HERE is the latest installment in the ongoing series, “Tales of Chester,” a first-hand account of my husband’s childhood in the industrial — and strategically-vital — town of Chester, Pennsylvania.
The End of the World
We were not surprised to learn that the living Satan himself had added the strategically-vital town of Chester, Pennsylvania, to his itinerary. Chester was home to one of the world’s great shipyards and would be a magnet for Russian atomic bombs. So it only made sense that the great conqueror and oppressor and hater of all that was holy, Nikita Khrushchev, would want to see this inviting target firsthand when he visited the United States.

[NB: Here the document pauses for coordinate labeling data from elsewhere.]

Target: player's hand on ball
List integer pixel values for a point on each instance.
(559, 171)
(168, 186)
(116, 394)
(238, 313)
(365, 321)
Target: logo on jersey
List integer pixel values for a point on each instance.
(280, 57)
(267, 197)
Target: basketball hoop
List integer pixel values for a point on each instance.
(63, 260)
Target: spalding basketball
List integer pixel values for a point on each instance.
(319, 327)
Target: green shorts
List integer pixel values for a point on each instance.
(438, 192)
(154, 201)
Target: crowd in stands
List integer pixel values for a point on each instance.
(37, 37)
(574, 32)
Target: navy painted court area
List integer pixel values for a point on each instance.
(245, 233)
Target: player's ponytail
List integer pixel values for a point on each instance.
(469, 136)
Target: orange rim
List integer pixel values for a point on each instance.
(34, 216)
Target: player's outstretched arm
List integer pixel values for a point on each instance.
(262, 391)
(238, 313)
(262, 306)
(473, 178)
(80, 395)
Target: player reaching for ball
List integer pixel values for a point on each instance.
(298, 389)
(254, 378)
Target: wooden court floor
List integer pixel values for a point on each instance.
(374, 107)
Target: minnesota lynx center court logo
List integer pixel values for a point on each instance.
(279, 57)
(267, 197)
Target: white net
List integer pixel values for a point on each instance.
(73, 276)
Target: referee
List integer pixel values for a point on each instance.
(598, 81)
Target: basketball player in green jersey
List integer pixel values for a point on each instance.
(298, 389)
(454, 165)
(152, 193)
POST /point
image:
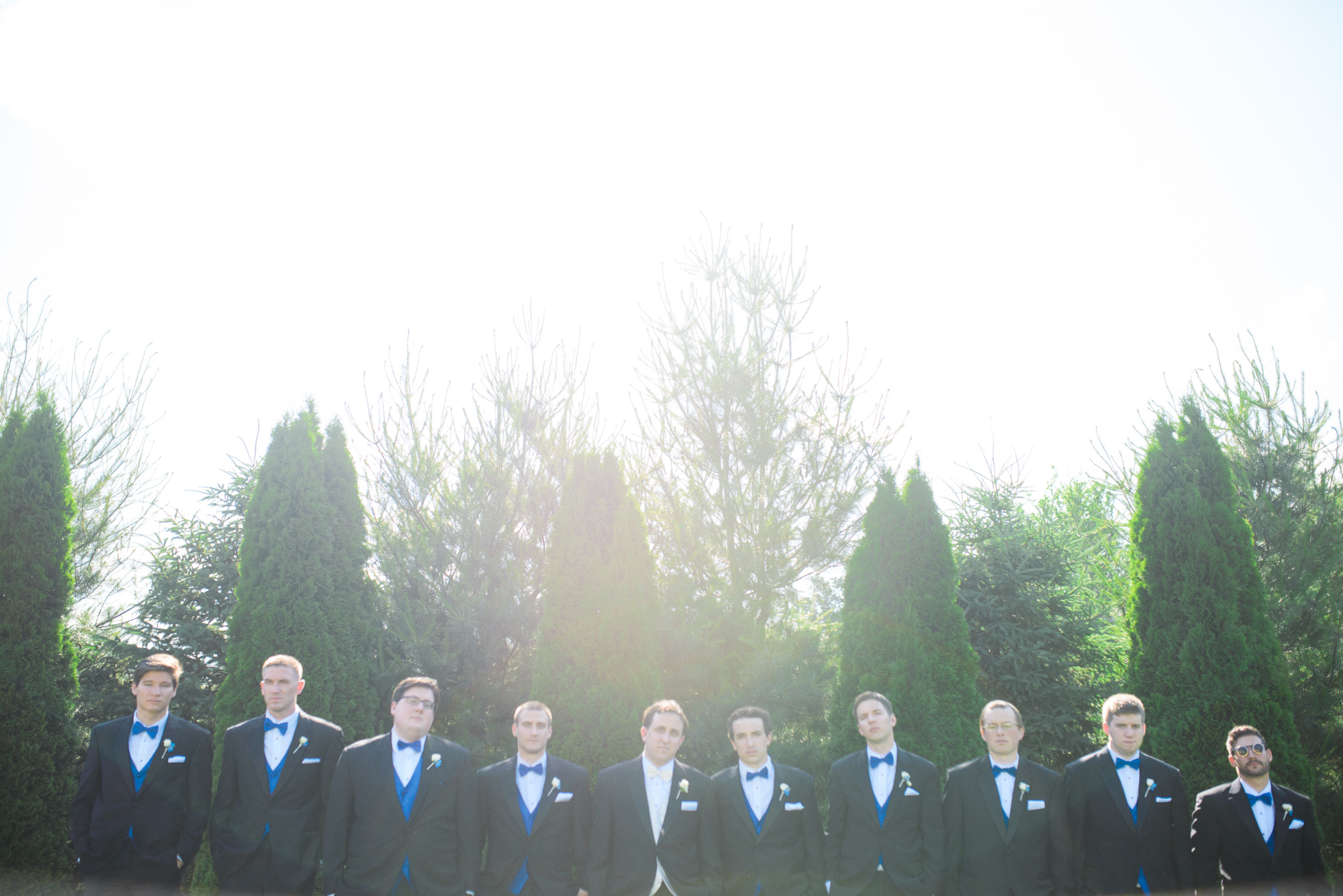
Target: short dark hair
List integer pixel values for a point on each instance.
(750, 712)
(872, 695)
(999, 704)
(665, 705)
(159, 663)
(416, 682)
(1243, 731)
(1122, 704)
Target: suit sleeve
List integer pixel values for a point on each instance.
(582, 829)
(198, 798)
(953, 817)
(340, 815)
(1205, 848)
(599, 847)
(835, 819)
(81, 810)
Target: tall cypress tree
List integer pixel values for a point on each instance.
(302, 589)
(1204, 655)
(595, 659)
(903, 633)
(38, 743)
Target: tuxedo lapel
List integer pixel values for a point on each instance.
(989, 789)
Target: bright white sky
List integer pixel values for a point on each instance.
(1033, 216)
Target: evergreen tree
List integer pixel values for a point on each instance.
(38, 745)
(595, 659)
(301, 587)
(903, 633)
(1204, 655)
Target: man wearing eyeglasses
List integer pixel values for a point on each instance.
(1253, 834)
(403, 817)
(1127, 811)
(1006, 832)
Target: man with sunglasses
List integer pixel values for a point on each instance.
(1253, 834)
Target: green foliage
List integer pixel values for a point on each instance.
(1204, 653)
(597, 653)
(904, 634)
(38, 686)
(1024, 587)
(301, 586)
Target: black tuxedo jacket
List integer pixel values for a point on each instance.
(789, 855)
(367, 836)
(624, 859)
(171, 810)
(1229, 851)
(296, 811)
(1029, 856)
(557, 848)
(1108, 848)
(912, 841)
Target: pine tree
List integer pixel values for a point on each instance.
(595, 659)
(302, 589)
(38, 745)
(1204, 655)
(903, 633)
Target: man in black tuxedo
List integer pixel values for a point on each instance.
(266, 827)
(654, 821)
(885, 833)
(1127, 813)
(1006, 825)
(1256, 836)
(402, 813)
(769, 823)
(536, 810)
(144, 793)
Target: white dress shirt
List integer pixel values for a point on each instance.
(143, 746)
(660, 796)
(277, 745)
(1127, 778)
(1005, 785)
(1263, 815)
(883, 777)
(759, 792)
(406, 761)
(531, 786)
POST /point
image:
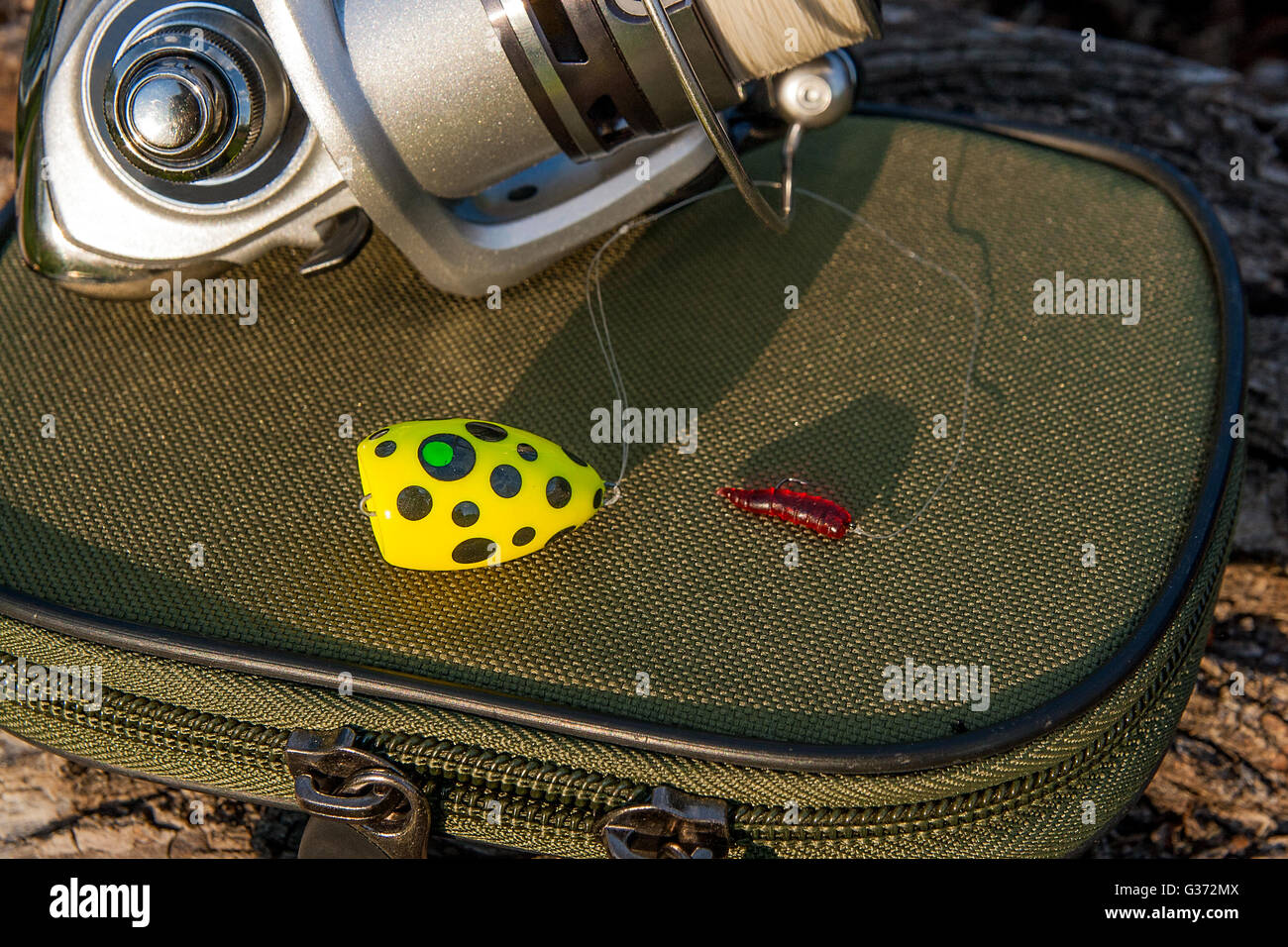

The buildup to Khrushchev’s visit to America evoked images as threatening as a gathering of thunderheads along a storm front, the way we imagined the sky might look when Gabriel sounded the trumpet to wake the dead at the end of world. Normally, the Chester Times devoted its pages to Iocal Republican politics (the only kind we had) or the exploits of fullbacks at St. James and the basketball superstars at Chester High, the only kind of kids worth a damn in this town. These were extreme times, however. In the summer of 1959, on the eve of Khrushchev’s visit, the paper rolled out an extensive series under the headline, “We Will Bury You!” It was described as the Communist “Blueprint for the Future,” and we had every reason to believe the Russians could execute to the letter their plans for world domination.